On a lighter note - Bluebirds <0> ^0^ <0>
Boris Johnson had little, if anything of significance, to do with the Brexit deal. He clearly doesnt understand that which has been negotiated. "The biggest imposition of red tape in 50 years" Wales, Scotland and Northetn Ireland will see little, if any, of the control which has been taken back.
Last edited by IanD; 24-12-20 at 19:07. Reason: Spelling correction
There will be a lot of disappointed people on here.
some people on here make me smile.
so many complaining that he wanted a 'no deal' situation and now he has a deal they're still not satisfied, slagging it off before anyone even knows the details.
Mind even Kier Stammer did, calling it a thin deal an hour after it was announced when no one had even read it. All these people so clever perhaps they should have been the negotiators.
But despite someone on here saying it took 41/2 years to get a bad deal, as stated he can't know that because he doesn't know what the deal is and it didn't take 4 1/2 years it took 11 months. It's the biggest free trade deal ever negotiated (c£660 Billion). The deal with Canada took 5 years of constant negotiations and that's about average.
But I think what it really is is the people who think we shouldn't have left in the first place and cannot accept that they lost. It might be a bad deal but at least lets know the details before you slag it off, which you will anyway because Boris did it.
The details that matter are known, though. That you think anything of significance was going to come out of the negotiations this week belies your failure to grasp what was at stake here. No passporting; no protection of the service industry; and a nightmare for anyone who moves stuff across the border. And that was always going to be the case under this type of exit. Everything else - Erasmus; fishing rights etc - just gets lost in the rounding. At a national level, it does not matter. We've gifted financial services to the EU and got nothing back. Tariff free is all well and good but the ones who will be smiling most live in Southern Germany.
"Maybe they should have been the negotiators". You cannot negotiate anything from that position: you vote for a losing outcome and then fight as hard as you can to mitigate the disaster. That is it. They are not saying that they could do a better job: they are saying that the job was a hospital pass from the off.

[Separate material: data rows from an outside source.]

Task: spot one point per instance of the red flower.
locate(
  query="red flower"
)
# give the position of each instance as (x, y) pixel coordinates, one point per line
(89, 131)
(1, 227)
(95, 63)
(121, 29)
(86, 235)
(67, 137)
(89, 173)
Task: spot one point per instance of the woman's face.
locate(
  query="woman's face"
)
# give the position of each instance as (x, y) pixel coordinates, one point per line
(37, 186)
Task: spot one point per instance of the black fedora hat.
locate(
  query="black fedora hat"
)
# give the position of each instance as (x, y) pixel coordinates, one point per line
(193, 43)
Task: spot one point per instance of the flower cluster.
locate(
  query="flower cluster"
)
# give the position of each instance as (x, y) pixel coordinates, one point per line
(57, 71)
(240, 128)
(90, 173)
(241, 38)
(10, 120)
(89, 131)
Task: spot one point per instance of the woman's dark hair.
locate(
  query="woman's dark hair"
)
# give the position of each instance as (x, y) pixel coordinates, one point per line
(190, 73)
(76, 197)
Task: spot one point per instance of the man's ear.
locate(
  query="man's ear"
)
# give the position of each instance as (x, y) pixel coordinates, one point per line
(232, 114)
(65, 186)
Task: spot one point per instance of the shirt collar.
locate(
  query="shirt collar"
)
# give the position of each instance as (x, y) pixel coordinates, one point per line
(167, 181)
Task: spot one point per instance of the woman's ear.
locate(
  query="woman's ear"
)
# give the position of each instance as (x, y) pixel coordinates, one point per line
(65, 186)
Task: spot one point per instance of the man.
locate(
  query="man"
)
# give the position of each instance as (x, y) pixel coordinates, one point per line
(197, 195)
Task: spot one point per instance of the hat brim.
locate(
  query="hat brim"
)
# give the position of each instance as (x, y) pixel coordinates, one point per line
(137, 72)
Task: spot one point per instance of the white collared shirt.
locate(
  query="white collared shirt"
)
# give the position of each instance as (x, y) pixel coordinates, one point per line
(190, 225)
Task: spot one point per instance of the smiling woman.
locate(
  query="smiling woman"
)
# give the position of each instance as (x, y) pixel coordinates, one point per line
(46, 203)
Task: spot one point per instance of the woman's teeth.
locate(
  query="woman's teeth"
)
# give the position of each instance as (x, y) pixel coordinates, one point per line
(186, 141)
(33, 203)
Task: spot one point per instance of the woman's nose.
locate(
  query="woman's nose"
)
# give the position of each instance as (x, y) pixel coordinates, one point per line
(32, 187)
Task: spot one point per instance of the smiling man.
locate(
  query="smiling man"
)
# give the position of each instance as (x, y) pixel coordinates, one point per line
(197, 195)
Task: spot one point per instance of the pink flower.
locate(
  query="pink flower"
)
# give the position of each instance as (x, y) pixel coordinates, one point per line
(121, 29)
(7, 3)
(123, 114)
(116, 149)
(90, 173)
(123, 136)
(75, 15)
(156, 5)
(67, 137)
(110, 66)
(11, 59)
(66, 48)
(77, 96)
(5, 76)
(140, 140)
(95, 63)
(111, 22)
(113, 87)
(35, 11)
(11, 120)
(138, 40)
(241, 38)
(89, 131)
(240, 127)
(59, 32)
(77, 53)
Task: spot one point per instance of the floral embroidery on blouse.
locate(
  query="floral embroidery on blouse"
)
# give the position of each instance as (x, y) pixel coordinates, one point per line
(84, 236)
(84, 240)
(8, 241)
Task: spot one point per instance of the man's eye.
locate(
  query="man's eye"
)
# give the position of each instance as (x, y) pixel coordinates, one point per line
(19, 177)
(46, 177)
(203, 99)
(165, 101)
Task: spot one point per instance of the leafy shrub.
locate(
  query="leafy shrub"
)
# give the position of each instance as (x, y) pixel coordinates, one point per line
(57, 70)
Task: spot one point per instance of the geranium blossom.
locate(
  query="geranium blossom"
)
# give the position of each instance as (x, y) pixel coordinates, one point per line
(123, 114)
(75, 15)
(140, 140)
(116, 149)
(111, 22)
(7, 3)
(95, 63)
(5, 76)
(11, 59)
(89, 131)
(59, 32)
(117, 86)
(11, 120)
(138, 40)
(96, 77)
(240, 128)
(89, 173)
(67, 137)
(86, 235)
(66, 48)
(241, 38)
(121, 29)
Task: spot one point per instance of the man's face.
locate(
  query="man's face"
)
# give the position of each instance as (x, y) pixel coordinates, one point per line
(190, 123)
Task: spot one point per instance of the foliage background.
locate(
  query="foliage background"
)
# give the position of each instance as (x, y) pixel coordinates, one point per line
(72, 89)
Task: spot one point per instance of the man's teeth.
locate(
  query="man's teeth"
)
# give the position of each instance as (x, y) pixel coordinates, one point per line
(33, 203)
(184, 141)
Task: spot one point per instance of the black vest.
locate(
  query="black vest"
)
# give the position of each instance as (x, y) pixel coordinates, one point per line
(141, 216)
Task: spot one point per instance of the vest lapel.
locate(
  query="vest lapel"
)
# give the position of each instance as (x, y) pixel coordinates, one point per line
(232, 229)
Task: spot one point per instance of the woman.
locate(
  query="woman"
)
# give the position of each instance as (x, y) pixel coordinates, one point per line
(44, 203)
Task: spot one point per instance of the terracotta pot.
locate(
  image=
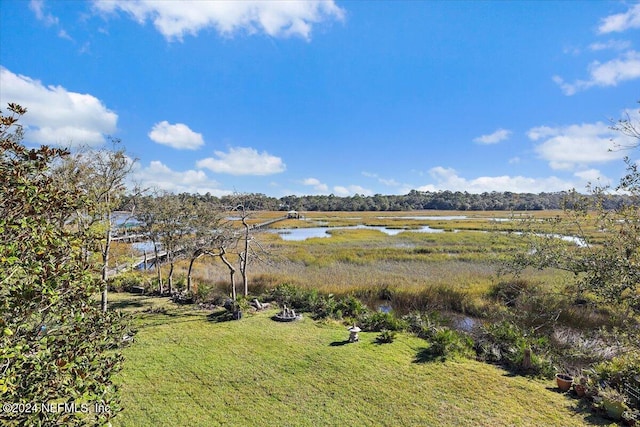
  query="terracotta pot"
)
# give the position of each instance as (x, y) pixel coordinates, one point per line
(564, 381)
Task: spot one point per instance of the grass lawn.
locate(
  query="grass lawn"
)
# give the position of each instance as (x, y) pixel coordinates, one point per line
(187, 369)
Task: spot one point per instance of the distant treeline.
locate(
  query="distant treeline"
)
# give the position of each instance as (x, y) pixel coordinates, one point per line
(414, 200)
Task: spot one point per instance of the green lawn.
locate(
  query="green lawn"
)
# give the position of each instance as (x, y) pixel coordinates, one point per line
(186, 369)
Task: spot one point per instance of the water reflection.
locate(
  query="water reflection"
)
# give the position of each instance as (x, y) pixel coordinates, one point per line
(297, 234)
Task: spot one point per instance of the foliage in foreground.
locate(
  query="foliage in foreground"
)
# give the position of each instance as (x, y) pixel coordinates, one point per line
(56, 347)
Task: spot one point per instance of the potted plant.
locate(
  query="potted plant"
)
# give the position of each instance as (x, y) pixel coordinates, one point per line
(613, 402)
(564, 381)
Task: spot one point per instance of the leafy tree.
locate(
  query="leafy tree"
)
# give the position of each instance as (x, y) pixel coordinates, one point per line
(605, 255)
(100, 175)
(56, 346)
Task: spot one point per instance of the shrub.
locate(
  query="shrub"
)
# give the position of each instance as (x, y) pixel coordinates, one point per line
(351, 306)
(378, 321)
(386, 337)
(620, 370)
(506, 343)
(125, 281)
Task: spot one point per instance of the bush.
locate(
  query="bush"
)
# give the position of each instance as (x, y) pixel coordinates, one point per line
(620, 370)
(447, 344)
(351, 306)
(386, 337)
(420, 324)
(506, 343)
(124, 282)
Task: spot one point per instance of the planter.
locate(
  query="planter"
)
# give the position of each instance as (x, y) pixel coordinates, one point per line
(564, 381)
(614, 408)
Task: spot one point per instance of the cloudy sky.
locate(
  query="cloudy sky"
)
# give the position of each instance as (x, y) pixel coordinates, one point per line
(321, 97)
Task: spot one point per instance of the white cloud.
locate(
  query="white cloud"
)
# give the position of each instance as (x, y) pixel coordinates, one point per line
(611, 44)
(493, 138)
(316, 184)
(611, 73)
(574, 146)
(158, 175)
(177, 136)
(351, 190)
(243, 161)
(174, 19)
(56, 116)
(621, 21)
(38, 8)
(448, 179)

It was always, always going to be a car crash. European leaders have every political motivation to force Brexit to be a failure, and that is what they have done and what they were always going to do. Macron was up against Le Pen in 2017 and will be again in 2022. He will want to ridicule the notion of leaving the EU: he cannot afford for Brexit to be anything other than an abject failure. He needs the UK to be worse off for his own political needs (and to minimise the chances of his own country following suit, in line with his own beliefs). Most of them won't want to see their own countries going through this sort of turmoil and the best way to achieve that is to make an example of the UK and punish it for leaving. It's that simple, it always has been. The same is obviously true of the EU institutions.
It shouldn't be that way, and if everyone was trying to work out what the best answer for both economies then we wouldn't end up here, but it was never going to be driven by that - it was always going to be far more political.